UEBT explores possible roles for biocultural community protocols in Ethical BioTrade
Last week, UEBT was in Puerto Maldonado, a town in the Peruvian Amazon, for a project on biocultural community protocols (BCPs) and Ethical BioTrade. The project, conducted jointly with the NGO Natural Justice, aims to assess how BCPs may be used to support the engagement of local actors in Ethical BioTrade supply chains. This initial pilot case focused on Asociación Forestal Indígena de Madre de Dios (AFIMAD), an indigenous association promoting productive activities, which is working together with Candela, a founding UEBT member.
A BCP is a tool, developed on the basis of a consultative process, through which indigenous or local communities outline their core cultural, ecological and spiritual values and customary laws. On the basis of these values and laws, the community develops clear terms and conditions to regulate their interaction with government, organizations, companies and other actors.
In this case, AFIMAD championed a BCP as a way to communicate the communities’ concerns and expectations. The BCP, now in draft form, contains information on the members of AFIMAD, their organization and values, as well as how they want to relate to companies and what they see as their own commitments towards improved relationships.
In addition, and on the basis of the BCP and the Ethical BioTrade standard, AFIMAD and Candela engaged in a dialogue to better understand each other’s values, governance, communication and decision-making, and to agree on certain approaches that could improve their relationship. The outcome, an ‘Agreement of Principles,’ described common objectives such as transparency, trust and good faith, as well as pledges for continued discussion on issues such as improved approaches to conflict resolution and price negotiations.
A BCP will not be possible or appropriate in all cases.
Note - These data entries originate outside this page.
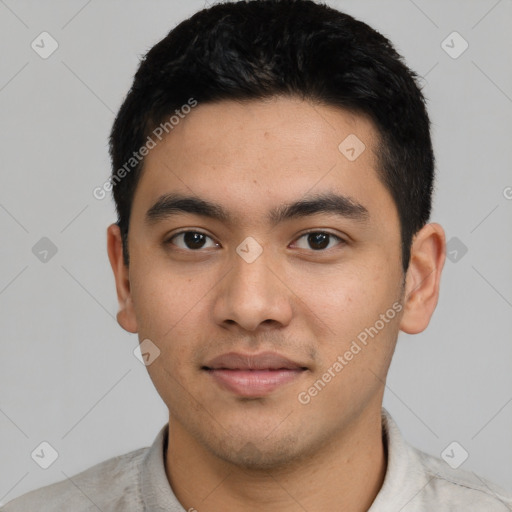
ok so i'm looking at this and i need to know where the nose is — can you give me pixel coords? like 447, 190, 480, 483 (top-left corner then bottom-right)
212, 243, 293, 332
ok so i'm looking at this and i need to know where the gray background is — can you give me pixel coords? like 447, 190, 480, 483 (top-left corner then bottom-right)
1, 0, 511, 505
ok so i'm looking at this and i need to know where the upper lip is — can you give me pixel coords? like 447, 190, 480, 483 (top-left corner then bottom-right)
203, 351, 307, 371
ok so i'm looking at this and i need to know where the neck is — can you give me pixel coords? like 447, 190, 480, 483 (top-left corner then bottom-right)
164, 406, 387, 512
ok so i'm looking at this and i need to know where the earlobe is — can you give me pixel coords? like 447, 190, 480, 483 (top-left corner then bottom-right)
106, 223, 138, 334
399, 223, 446, 334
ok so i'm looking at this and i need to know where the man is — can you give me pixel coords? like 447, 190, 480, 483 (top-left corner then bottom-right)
4, 0, 511, 510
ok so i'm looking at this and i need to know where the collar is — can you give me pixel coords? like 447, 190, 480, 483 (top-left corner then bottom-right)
140, 408, 426, 511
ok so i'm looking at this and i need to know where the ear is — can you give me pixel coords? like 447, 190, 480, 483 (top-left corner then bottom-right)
399, 222, 446, 334
107, 223, 138, 333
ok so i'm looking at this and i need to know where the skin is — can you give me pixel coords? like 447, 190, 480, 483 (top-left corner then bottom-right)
107, 96, 446, 512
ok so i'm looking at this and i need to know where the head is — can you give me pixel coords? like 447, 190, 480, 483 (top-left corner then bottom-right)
107, 0, 445, 469
110, 0, 435, 273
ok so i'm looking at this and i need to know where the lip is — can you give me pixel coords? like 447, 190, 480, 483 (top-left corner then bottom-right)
204, 351, 306, 371
203, 351, 308, 397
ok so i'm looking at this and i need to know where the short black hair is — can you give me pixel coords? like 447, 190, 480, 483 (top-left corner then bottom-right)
109, 0, 434, 272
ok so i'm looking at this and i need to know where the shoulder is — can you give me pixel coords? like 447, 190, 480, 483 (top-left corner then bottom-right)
1, 446, 148, 512
413, 447, 512, 511
378, 410, 512, 511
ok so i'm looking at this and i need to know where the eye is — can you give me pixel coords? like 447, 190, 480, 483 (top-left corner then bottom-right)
293, 231, 345, 251
166, 230, 345, 252
167, 231, 219, 250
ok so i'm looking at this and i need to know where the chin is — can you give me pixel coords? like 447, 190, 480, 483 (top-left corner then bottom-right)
207, 430, 305, 471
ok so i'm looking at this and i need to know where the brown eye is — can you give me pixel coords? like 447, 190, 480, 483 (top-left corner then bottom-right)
294, 232, 344, 251
168, 231, 218, 250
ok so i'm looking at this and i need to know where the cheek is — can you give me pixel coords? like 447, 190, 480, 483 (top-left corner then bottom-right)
298, 266, 401, 414
301, 259, 402, 376
131, 271, 207, 402
301, 263, 385, 332
128, 260, 200, 343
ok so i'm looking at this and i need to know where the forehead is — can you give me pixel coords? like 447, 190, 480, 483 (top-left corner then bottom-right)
131, 96, 396, 228
154, 97, 378, 167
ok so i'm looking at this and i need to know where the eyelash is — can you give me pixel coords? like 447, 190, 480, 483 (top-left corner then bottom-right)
165, 230, 346, 252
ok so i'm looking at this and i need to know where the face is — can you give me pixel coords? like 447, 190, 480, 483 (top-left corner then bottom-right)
108, 96, 441, 469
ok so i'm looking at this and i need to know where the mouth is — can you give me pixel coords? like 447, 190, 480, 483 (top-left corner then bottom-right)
202, 352, 308, 397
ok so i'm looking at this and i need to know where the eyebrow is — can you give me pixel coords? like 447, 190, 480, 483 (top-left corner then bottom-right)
145, 191, 369, 227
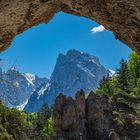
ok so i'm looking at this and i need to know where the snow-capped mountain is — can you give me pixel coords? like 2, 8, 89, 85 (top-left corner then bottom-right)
24, 84, 51, 112
25, 49, 109, 112
108, 69, 116, 77
0, 67, 49, 108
However, ensuring communities have the opportunity to consider their values and approaches is important to create more balanced relationships along supply chains. In the context of Ethical BioTrade, elements of the BCP process and content could thus be adapted to promote community reflections more generally. Such reflections would then facilitate an improved dialogue between the community and the company that sets a stronger and more balanced basis for their relationship.